From Theresa: “Hey, what do you think are the most common obstacles every writer faces? Again, not sure this question is worthy of esteemed recognition in the famed Monday Mailbag series.”
Thanks Theresa! Of course this question is worthy. LOL I’m just not sure how to answer it.
I think self-doubt plagues many a writer. I think lack of marketing skills and/or the desire to market plagues many more. Then we have a lack of technical skills and then, of course, we have a lack of talent, but that’s just too ugly to talk about.
Writing is such an individual undertaking. I think it is real hard to give a blanket explanation to something as subjective and individualistic as the Arts. I know writers who work full-time jobs and then come home to take care of four kids. For them, the greatest obstacle is time. I know others who have all the time in the world, and they’ve written several manuscripts, but they never self-publish those manuscripts because of a lack of confidence. And on and on we go.
In Search of Humor
From Ann: “Question: You are good at humour in writing. Can you give us an example of taking one sentence and giving it a serious slant, then a humorous one? I'm just interested in how you tackle humour, or (as I suspect) is it just an innate talent?”
What an interesting question, Ann. Thank you! My first observation is that there are some people who are just naturally funny. I grew up in a funny home. My dad was hilarious (except when I forgot to mow the lawn). My mother was funny as well. I also grew up surrounded by sarcastic and funny friends. We were always “cracking wise,” so now, in my waning years, humor is just a part of who I am. Even when I’m writing on a serious topic, that sarcastic, tongue-in-cheek side of me will show up in a sentence or two. The same thing happens when I’m writing an article for a business customer.
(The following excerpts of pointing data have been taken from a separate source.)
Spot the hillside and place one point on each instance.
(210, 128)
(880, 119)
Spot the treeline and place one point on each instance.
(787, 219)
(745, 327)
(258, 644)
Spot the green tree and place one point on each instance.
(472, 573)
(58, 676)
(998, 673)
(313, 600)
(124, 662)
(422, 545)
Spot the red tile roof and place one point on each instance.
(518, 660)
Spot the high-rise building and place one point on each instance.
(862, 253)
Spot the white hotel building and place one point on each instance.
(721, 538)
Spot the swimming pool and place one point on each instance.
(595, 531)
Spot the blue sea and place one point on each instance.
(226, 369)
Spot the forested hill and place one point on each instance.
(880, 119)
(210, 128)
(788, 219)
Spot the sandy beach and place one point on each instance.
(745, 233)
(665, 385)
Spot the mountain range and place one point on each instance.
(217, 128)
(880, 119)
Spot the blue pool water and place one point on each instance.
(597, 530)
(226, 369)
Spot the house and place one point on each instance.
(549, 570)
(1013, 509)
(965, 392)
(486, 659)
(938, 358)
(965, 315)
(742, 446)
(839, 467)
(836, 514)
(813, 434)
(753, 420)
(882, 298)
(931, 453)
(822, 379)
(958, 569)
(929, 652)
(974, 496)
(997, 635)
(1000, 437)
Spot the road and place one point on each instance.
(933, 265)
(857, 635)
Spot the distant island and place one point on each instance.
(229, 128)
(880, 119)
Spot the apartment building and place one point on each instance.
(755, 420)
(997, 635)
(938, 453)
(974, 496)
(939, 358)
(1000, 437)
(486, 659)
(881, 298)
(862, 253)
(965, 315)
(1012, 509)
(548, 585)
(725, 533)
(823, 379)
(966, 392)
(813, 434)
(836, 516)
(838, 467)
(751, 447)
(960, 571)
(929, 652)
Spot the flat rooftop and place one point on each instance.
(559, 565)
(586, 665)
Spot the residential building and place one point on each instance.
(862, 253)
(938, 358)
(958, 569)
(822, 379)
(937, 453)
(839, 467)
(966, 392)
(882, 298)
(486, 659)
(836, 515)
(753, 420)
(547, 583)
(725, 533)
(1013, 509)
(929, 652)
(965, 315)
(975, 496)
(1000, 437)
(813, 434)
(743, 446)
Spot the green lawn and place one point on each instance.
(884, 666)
But you asked for an example. Obviously I’m stalling. J Okay, here goes. I’m going to show you how my sick little mind works. This is completely off the cuff. I took a story from the news five minutes ago….here is a passage from that story:
Kerry, the first U.S. secretary of state to visit Cuba in 70 years, told the ceremony it was obvious that "the road of mutual isolation and estrangement that the United States and Cuba have been traveling is not the right one and that the time has come for us to move in a more promising direction."
The first thing that popped into my head after reading that sentence was “and then he rushed to the corner store and bought a case of Cuban cigars.”
Hey, I thought it was funny!
And Thanks to Everyone
Sixty installments down. How many to come depends on all of you asking questions in the future. Thanks for the great questions this week. I’ll be back next week with more, good Lord willin’ and the creek don’t rise. In the meantime, I’ll be busier than a one-armed paperhanger with crabs. I borrowed that line from my dad. Was that funny enough for you, Ann?
2015 William D. Holland (aka billybuc)
“Helping writers to spread their wings and fly.”